中途退職した後輩から「求人広告を見ていたら、NHK地域スタッフ募集とあったが、どんな仕事か聞いてもらえないか」と連絡をもらった。10年以上も前のことである。その時の返事が「おい、新聞拡張員の方がまだいいぞ。将来性のある仕事ではない」。固定給15万円のほかは歩合給。テリトリーは決まっているが、受信料契約を取らない限り収入が増えない。払わなくても、罰則規定がないからただお願いするしかない。
 そのNHK地域スタッフで構成する全日本放送受信料労働組合が立ち上がった。海老沢勝二NHK会長の辞任を求めている。全国で組合員が約5700人。成沢浩書記長は72歳。この年齢がいい。「われわれが騒げば、不払いがさらに増えると心配する声もあった。しかし、今までの不祥事では、辛抱しておれば元に戻ることが期待できたが、今回は違う。このままではじり貧状態が続く」と堪忍袋の緒が切れた。対する海老沢会長は記者会見で、「どっかの新聞に載っていたが、組合から辞任要求はきていない。地域スタッフは個人契約で委託業務。名前は労働組合となっているが、最高裁でも組合と認めていない。お門違い」と、人間とも見ていない風だ。受信料で成り立っていることを忘れている。そして9月9日に国会で陳謝した際の態度が悪かった。「何だあの偉そうな態度は」と苦情、抗議が殺到した。「たかが選手」のあの人に似ている。NHK発表では不払いは31000件だが、口座引き落としの契約解除は含まれていない。東京では、銀行員がNHK契約解除の用紙をかばんに入れて持ち歩いているという。それほど多いのである。辞めてもらうしかないというのも頷ける。
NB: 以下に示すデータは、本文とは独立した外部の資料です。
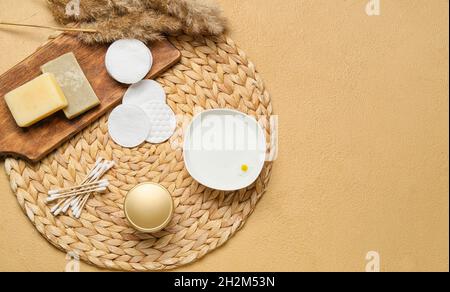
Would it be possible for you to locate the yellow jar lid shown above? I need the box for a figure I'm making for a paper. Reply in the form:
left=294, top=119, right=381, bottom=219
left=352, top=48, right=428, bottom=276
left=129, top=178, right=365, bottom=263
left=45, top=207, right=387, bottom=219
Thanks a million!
left=124, top=183, right=173, bottom=233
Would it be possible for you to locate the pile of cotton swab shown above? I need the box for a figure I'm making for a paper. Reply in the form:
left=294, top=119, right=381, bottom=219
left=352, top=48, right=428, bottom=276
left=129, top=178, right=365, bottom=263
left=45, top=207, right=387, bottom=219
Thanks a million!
left=46, top=158, right=114, bottom=218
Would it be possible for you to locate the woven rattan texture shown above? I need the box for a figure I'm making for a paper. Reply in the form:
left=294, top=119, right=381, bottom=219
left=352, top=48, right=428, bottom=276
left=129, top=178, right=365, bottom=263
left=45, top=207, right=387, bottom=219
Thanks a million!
left=5, top=36, right=272, bottom=271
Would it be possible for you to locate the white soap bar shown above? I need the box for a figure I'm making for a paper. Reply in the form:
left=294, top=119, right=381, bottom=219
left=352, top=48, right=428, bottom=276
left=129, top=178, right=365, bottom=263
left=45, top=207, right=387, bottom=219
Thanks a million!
left=122, top=80, right=166, bottom=105
left=108, top=104, right=150, bottom=148
left=41, top=53, right=100, bottom=119
left=105, top=39, right=153, bottom=84
left=140, top=101, right=177, bottom=144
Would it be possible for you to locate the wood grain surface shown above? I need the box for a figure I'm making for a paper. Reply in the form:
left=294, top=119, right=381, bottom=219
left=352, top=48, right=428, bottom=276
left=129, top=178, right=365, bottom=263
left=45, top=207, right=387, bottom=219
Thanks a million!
left=0, top=35, right=181, bottom=162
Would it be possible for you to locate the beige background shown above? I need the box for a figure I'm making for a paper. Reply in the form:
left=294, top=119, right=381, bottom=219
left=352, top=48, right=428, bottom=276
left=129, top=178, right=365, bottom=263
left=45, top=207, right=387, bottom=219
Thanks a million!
left=0, top=0, right=449, bottom=271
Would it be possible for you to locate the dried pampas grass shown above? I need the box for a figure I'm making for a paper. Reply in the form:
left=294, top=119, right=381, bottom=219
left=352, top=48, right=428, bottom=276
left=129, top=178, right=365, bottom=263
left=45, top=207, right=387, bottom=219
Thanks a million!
left=47, top=0, right=226, bottom=43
 NHKといえば、日放労委員長として辣腕を振るった上田哲と、政治部出身で権力に密着したシマゲジこと島桂次前会長。そして、書架の奥にある古い本を思い出した。「NHK社会部記者」。著者は元社会部長の神戸四郎、「かんべ」と呼ばずに「ごうど」というので記憶に残っていた。1986年の出版だからほぼ20年前。この2人がしばしば登場する。テレビ時代到来とともに、報道のNHKを標榜し、新聞に追いつき追い越せと全国的な報道体制を確立していく時期と重なる。その半面、NHKの予算は国会の承認が必要であり、最大の難問が受信料の値上げで、そのために時の政治権力に翻弄される組織の宿命がある。
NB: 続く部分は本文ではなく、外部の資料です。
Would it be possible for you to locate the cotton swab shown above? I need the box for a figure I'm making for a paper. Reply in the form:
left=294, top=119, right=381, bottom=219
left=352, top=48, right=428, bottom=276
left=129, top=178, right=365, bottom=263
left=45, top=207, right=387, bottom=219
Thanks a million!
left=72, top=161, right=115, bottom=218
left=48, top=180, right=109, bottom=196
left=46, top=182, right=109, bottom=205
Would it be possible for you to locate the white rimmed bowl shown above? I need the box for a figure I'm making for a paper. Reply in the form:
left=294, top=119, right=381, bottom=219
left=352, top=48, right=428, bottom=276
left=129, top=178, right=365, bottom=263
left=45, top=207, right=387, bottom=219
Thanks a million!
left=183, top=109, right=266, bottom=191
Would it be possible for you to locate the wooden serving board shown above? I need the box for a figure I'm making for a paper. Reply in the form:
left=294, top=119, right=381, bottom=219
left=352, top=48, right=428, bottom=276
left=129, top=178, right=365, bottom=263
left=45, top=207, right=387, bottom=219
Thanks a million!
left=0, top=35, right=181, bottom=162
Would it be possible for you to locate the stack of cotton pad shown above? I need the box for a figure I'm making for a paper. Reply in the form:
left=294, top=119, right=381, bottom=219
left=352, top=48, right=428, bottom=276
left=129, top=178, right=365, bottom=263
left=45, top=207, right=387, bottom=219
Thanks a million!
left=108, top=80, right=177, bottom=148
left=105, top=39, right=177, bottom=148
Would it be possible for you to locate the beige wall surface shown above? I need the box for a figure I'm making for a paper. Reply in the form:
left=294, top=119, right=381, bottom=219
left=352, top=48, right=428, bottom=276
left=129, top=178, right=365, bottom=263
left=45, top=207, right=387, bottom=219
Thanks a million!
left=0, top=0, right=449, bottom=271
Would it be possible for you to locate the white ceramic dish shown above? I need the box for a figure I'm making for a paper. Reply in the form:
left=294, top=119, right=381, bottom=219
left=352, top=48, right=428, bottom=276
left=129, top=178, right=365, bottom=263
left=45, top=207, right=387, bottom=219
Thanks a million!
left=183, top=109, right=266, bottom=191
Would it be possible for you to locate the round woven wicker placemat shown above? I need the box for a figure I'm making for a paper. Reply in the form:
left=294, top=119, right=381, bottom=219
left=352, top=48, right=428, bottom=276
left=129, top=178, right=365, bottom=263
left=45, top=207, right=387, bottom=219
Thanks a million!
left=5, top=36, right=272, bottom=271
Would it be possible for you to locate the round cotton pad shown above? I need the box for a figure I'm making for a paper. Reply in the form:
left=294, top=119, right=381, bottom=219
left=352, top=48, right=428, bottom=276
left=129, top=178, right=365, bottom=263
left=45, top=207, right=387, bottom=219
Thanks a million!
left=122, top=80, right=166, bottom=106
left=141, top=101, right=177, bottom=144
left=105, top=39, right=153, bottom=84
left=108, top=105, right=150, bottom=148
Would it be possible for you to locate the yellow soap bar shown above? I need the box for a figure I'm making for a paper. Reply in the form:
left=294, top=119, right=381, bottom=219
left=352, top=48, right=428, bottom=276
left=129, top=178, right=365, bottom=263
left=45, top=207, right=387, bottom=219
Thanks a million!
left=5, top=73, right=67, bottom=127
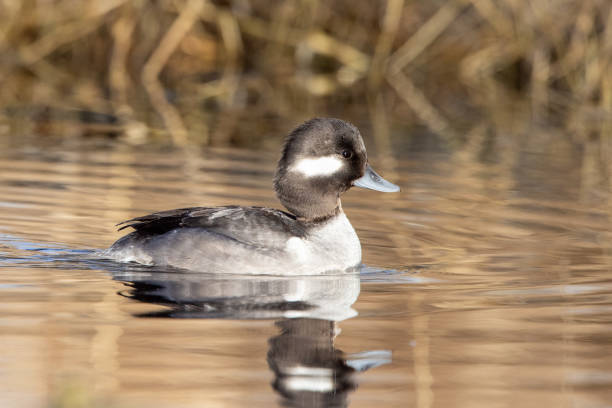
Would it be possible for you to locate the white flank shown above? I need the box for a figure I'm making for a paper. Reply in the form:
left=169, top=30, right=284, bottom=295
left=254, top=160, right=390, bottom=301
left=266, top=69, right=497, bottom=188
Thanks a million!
left=289, top=156, right=344, bottom=177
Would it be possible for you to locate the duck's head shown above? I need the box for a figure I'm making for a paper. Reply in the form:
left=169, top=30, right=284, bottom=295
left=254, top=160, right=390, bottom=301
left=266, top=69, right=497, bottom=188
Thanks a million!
left=274, top=118, right=399, bottom=221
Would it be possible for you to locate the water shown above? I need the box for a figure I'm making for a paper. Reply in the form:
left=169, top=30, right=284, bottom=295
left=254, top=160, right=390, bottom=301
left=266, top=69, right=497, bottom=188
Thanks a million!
left=0, top=135, right=612, bottom=408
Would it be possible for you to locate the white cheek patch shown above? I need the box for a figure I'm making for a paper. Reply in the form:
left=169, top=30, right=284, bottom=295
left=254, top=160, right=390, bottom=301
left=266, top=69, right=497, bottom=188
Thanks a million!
left=289, top=156, right=344, bottom=177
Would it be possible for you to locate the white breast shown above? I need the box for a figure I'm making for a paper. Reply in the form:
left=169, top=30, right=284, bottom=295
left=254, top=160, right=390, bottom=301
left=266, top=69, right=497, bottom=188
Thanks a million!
left=286, top=212, right=361, bottom=273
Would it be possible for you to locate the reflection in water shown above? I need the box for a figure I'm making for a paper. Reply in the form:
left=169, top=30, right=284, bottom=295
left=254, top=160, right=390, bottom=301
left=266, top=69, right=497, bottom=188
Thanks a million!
left=113, top=269, right=391, bottom=407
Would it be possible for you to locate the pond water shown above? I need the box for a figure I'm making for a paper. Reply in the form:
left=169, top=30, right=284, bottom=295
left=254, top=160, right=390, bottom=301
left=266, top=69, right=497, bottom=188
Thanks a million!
left=0, top=131, right=612, bottom=408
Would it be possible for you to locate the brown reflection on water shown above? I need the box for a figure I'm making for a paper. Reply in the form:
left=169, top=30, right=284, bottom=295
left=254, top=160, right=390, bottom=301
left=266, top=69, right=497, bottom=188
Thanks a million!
left=0, top=138, right=612, bottom=408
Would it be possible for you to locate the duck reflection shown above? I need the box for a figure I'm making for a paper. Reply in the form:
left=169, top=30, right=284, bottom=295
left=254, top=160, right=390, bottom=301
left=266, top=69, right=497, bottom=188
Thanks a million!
left=114, top=270, right=390, bottom=407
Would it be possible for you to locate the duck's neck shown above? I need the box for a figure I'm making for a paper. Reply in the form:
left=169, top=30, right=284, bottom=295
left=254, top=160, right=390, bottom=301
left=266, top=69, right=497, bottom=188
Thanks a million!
left=274, top=175, right=342, bottom=222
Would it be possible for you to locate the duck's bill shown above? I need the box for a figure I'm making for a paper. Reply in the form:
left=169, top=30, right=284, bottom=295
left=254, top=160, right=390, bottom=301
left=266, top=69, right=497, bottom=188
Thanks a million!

 ロッキード事件がはからずもそのことを露呈させた。小野吉郎NHK会長が保釈された田中角栄を見舞った一件である。そして、島は「ニュース9」で、ロッキード事件5周年の企画をボツにしている。上田哲は社会部出身で「ポリオ撲滅」報道キャンペーンを主導したが、政治家に転身するや、NHKの人事も左右するようになり、後援会組織に管理職含めて多くが加入していた。国会対策を担当するスタッフは政治部出身者で占められていて、自民党郵政族に接触して、外遊の世話や、子弟の就職の斡旋もしているといわれている。
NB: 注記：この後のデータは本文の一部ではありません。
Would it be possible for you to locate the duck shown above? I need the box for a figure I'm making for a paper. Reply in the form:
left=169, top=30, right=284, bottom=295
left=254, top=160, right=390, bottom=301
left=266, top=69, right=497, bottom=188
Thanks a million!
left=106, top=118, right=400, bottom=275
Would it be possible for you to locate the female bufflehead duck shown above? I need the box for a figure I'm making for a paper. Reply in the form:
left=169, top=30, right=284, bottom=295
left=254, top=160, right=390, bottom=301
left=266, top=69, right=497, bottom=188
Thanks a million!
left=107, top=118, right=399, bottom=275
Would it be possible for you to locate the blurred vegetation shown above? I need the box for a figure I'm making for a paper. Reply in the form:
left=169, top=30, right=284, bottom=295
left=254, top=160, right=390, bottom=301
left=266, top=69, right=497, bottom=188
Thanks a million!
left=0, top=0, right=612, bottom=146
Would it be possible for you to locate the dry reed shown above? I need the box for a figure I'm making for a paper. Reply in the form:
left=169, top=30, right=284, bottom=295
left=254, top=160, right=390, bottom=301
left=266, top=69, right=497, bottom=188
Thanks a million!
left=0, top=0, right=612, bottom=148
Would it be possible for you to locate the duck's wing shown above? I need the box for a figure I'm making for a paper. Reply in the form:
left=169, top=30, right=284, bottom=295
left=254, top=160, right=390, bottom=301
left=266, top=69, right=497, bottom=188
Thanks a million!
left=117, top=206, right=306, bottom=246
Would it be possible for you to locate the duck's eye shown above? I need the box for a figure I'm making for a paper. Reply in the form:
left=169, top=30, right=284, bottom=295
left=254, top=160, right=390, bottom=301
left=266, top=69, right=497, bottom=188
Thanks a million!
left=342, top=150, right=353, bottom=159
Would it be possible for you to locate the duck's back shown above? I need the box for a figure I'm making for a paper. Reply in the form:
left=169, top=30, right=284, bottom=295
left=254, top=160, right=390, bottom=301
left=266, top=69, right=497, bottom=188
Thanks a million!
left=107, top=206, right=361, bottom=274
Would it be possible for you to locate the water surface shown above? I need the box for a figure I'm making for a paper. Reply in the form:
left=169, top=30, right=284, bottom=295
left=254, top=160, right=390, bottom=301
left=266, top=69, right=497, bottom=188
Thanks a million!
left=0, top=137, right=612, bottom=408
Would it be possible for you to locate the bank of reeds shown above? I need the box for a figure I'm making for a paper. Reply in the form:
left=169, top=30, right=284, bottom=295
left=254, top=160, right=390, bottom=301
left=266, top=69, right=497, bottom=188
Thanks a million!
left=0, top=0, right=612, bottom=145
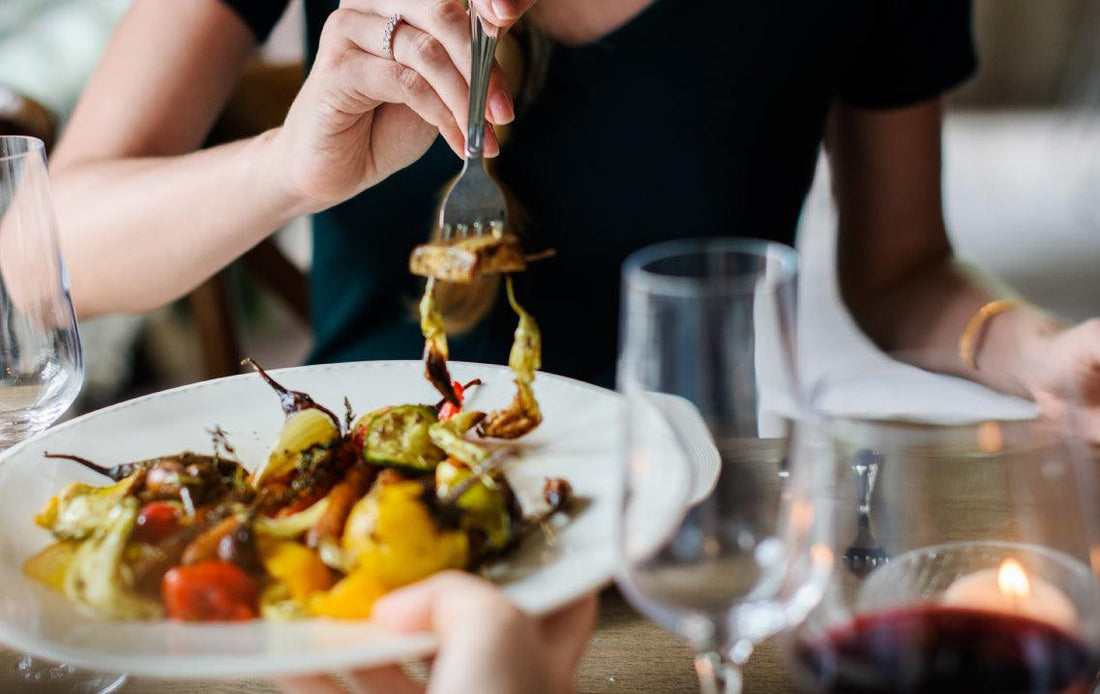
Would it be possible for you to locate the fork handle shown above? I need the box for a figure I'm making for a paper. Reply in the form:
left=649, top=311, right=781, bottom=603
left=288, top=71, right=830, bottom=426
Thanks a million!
left=466, top=8, right=498, bottom=159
 島と海老沢の確執も凄まじい。海老沢は政治部長も務め、一時期「シマゲジの右腕」といわれていた。しかし、磯村尚徳が都知事選で敗れた翌日、島から理事解任をいわれ、NHKエンタープライズに飛ばされた。それから、島追い落としが始まった。島がアメリカへ衛星放送に使うロケット打ち上げの視察に行った際に、その現場にいなかった疑惑が国会で追及されだした。内部から流出したとみられる決定的資料が当時の野中広務自民党通信部会長に届けられた。そうして島辞任の流れが作られたのである。その都度、上田派、島派とみられる幹部、職員が人事で冷遇されていった。そんな組織病理を抱えている。
 そんな組織だが、真面目で優秀な職員が多いことも事実である。恐らくまだまだ過渡期であり、何らかの自浄作用が組織内部から起こってくるはずである。自民党の右傾化がますます強まる中で、その片棒を担ぐことだけは許してはならない。